オープンソースソフトウェア企業Canonicalのプロダクトディレクター、ステファン・ファベル氏もこの見解を支持している。同氏は、マルチクラウドの導入管理に伴う複雑さにより、一部の企業がマルチクラウドの導入を躊躇する可能性があると述べた。

「企業がマルチクラウドの導入をためらう主な理由は、複数のベンダーのクラウド プラットフォームとサービスを導入することの複雑さであり、特に生産性やイノベーションを妨げない方法でそれらを統合するとなると複雑です」と Fabel 氏は述べています。

エンドユーザーからの関心が高まっているにもかかわらず、マルチクラウドはパブリッククラウドのすべてのプレーヤーが同意する展開モデルではないのが現実です。

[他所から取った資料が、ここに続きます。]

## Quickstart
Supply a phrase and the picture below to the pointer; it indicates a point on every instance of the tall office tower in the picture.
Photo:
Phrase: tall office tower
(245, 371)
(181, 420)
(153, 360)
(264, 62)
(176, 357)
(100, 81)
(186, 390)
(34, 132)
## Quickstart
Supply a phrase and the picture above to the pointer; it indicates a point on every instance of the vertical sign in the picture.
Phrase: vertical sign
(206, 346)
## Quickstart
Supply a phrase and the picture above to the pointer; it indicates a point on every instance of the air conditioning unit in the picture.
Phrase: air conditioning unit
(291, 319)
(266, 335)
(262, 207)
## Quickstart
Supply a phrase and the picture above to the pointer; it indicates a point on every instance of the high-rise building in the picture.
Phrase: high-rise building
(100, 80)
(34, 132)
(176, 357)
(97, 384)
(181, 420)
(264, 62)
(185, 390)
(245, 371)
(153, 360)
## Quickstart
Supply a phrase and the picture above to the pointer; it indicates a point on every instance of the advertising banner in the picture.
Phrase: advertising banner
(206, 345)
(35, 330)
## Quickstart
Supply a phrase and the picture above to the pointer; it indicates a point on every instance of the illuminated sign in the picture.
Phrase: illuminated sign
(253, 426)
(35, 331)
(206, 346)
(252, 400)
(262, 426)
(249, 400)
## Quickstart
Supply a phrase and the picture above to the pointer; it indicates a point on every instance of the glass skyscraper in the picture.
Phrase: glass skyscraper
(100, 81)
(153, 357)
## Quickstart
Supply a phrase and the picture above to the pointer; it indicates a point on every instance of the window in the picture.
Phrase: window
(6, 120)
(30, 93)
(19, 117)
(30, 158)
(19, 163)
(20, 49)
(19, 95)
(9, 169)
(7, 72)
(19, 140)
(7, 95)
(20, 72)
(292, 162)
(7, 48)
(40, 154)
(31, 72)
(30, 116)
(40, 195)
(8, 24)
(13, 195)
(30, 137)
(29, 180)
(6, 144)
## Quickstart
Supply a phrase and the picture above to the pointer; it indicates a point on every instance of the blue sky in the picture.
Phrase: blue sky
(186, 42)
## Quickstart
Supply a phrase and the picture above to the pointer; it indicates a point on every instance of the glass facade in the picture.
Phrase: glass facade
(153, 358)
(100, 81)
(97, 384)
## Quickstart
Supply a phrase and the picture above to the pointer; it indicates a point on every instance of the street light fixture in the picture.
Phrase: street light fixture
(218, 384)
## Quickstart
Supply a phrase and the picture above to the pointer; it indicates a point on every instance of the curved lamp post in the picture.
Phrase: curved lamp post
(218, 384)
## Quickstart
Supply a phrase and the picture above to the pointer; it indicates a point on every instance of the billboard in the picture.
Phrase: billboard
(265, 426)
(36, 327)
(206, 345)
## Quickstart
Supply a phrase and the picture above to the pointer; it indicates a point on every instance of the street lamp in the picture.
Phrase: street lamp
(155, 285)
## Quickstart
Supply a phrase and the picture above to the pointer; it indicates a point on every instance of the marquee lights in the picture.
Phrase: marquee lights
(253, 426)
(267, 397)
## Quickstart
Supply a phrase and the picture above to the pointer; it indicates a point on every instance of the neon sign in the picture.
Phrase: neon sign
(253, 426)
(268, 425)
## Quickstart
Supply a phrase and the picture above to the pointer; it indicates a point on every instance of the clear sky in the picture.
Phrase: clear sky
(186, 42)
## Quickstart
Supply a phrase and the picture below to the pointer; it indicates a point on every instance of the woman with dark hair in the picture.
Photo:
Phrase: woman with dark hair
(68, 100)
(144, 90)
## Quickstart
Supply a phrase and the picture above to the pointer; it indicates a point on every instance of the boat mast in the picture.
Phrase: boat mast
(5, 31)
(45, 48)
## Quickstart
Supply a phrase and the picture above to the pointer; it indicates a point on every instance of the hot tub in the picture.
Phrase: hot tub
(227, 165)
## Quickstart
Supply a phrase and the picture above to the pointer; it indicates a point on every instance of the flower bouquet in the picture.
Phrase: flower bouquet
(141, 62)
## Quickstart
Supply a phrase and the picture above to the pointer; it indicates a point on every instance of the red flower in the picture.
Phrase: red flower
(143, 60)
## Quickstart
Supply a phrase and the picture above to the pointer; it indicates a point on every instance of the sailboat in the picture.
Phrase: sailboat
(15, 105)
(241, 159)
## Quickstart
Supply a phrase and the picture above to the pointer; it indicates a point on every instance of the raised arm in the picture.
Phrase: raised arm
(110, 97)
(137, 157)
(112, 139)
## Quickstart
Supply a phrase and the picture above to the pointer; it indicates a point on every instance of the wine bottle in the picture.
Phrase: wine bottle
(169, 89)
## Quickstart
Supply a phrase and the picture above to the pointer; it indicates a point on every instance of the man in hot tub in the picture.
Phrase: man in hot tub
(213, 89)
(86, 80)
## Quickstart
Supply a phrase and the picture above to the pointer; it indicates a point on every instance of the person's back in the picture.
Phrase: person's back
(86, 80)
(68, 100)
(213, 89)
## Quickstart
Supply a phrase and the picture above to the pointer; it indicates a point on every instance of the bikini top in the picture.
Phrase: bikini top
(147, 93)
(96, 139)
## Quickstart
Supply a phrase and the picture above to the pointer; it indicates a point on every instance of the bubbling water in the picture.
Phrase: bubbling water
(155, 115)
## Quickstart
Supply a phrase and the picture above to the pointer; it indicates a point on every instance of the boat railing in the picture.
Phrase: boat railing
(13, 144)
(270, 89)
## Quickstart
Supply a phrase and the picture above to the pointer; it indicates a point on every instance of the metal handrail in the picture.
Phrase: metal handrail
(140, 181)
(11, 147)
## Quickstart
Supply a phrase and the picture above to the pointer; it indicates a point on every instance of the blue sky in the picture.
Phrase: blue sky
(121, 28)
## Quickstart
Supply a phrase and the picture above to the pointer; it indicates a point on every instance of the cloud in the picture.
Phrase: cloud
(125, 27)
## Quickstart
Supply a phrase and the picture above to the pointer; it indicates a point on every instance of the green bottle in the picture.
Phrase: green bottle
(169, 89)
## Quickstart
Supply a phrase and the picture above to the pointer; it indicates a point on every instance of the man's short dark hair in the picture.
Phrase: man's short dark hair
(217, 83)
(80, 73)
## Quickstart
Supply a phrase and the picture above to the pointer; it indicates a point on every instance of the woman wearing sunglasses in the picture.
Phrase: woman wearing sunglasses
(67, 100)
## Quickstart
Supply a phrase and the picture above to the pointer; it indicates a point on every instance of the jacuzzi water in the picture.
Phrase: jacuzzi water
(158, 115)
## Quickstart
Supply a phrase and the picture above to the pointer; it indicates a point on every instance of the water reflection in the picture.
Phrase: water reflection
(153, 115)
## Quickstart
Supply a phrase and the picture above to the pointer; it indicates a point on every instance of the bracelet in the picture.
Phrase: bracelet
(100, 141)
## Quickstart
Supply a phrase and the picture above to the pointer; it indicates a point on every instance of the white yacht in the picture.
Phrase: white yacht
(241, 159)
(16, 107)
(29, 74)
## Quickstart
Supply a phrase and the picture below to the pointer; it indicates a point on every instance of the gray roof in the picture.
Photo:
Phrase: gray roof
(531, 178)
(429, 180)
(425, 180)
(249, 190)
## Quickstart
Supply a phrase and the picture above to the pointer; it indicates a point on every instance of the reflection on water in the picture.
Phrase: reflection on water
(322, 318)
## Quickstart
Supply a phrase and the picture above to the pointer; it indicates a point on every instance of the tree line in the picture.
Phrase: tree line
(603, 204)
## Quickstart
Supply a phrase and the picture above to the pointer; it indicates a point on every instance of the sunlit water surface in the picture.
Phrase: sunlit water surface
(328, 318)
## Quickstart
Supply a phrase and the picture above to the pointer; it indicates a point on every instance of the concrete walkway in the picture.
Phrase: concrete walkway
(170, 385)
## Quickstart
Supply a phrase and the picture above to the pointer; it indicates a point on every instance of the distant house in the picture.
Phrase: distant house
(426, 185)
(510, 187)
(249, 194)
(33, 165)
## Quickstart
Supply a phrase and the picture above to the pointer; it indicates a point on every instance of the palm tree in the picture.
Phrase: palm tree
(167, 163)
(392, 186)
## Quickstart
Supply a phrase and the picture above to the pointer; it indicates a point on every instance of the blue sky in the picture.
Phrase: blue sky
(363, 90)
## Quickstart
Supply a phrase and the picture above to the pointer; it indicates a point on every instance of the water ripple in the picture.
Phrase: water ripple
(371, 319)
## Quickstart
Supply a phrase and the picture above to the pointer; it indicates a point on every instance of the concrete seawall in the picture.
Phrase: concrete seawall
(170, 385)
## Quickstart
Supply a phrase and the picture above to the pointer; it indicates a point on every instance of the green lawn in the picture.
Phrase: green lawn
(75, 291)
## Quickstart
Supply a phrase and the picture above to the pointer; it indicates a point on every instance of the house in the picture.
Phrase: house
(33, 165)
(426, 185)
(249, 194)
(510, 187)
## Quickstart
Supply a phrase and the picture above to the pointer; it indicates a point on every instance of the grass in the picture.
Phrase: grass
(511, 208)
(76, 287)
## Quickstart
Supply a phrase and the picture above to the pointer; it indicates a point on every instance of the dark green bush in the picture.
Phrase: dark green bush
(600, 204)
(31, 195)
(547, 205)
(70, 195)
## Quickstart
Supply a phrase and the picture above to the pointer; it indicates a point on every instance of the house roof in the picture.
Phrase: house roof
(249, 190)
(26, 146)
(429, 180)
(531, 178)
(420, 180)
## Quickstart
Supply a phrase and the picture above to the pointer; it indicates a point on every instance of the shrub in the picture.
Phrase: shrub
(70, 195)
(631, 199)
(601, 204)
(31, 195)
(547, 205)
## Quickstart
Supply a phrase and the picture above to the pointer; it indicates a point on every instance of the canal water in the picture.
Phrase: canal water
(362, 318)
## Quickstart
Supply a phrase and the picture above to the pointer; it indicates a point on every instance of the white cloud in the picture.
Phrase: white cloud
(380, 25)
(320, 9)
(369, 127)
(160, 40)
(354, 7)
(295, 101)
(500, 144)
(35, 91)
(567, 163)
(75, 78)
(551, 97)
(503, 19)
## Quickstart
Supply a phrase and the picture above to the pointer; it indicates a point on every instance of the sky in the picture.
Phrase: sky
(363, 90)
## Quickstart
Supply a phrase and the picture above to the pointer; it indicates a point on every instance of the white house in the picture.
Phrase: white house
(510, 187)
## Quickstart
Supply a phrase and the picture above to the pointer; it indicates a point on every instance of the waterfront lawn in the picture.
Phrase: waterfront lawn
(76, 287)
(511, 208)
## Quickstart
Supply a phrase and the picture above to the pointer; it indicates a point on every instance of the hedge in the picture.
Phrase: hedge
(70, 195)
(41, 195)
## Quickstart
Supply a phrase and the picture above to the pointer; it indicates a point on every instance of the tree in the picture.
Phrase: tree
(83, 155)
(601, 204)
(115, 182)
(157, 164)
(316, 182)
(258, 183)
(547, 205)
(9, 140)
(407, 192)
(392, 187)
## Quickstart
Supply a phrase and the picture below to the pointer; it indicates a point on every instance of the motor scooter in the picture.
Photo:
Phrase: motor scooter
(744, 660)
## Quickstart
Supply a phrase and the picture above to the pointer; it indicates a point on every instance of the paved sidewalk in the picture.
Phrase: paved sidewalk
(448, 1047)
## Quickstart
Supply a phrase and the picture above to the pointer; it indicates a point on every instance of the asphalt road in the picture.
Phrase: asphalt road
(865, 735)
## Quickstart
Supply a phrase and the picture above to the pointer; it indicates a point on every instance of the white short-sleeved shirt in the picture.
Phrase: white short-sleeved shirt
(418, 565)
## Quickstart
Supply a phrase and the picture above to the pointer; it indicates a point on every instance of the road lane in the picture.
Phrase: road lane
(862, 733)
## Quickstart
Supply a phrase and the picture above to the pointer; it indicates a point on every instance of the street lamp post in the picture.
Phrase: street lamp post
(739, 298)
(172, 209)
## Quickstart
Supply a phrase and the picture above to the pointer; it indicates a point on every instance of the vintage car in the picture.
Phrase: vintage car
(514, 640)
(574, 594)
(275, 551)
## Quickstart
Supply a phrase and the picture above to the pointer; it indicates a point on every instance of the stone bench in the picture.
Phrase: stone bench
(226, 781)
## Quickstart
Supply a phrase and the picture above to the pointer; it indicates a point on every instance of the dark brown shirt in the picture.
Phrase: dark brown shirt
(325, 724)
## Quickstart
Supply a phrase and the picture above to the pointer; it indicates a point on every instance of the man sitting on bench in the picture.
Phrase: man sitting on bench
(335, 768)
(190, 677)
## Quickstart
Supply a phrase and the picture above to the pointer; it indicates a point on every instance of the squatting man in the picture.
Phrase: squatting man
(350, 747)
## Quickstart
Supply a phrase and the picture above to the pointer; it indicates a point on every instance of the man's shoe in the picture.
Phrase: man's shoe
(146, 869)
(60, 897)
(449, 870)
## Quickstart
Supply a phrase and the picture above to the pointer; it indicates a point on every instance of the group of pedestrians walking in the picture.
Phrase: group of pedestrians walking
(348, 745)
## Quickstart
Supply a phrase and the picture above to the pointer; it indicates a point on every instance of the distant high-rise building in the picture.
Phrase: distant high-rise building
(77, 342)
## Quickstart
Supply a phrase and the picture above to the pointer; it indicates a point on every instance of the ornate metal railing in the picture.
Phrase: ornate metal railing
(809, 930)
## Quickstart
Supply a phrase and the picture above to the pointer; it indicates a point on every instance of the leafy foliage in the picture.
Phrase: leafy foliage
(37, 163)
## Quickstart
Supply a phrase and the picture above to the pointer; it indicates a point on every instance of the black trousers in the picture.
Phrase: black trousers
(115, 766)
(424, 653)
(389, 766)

あるクラウド プラットフォームを導入する企業が他のクラウド プラットフォームも導入するという現象については多くの議論がなされてきましたが、これらの企業はパフォーマンスと弾力性の向上、または運用コストの削減を目的としてそうしています。

AWS の場合、マルチクラウドの導入によって、ビジネス全体を単一のクラウドで実行していると宣言する顧客が増えているわけではありません。 Microsoft も同様の道をたどっているようで、マルチクラウドの採用は一部の企業にとっては比較的短命な戦略になる可能性があると主張しています。

「時間が経つにつれて、顧客は大手クラウド コンピューティング プロバイダーを採用して選択し、そのサービスとエコシステムを活用するためにそのプロバイダーに固執するようになるだろうと私たちは考えています。これは、クラウド プラットフォーム アズ ア サービス (PaaS)、ファンクション アズ ア サービス (FaaS)、ソフトウェア アズ ア サービス (SaaS) を活用するためにアプリケーションが最新化または再設計される場合に特に当てはまります」と、Microsoft のクロスドメイン ソリューション アーキテクトである John M Clark 氏はブログ投稿に書いています。

「組織は、より深い調査により多くの時間と労力を投入できるため、複数のクラウドを選択することが多い」と同氏は述べた。 「クラウドがワークロードにメリットをもたらす差別化された価値を提供するのであれば、それは理にかなっています。しかし、それはそれらのクラウドを深く掘り下げて、各クラウドが提供するクラウド プラットフォーム アズ ア サービス (PaaS) を活用する場合にのみ理にかなっています。」

これを念頭に、Google はパブリック クラウドのビッグ 3 の中で最初にマルチクラウド管理プラットフォームを市場に投入し、企業が Google Cloud、AWS、Microsoft のホスティング環境間でワークロードを移動できるように支援しています。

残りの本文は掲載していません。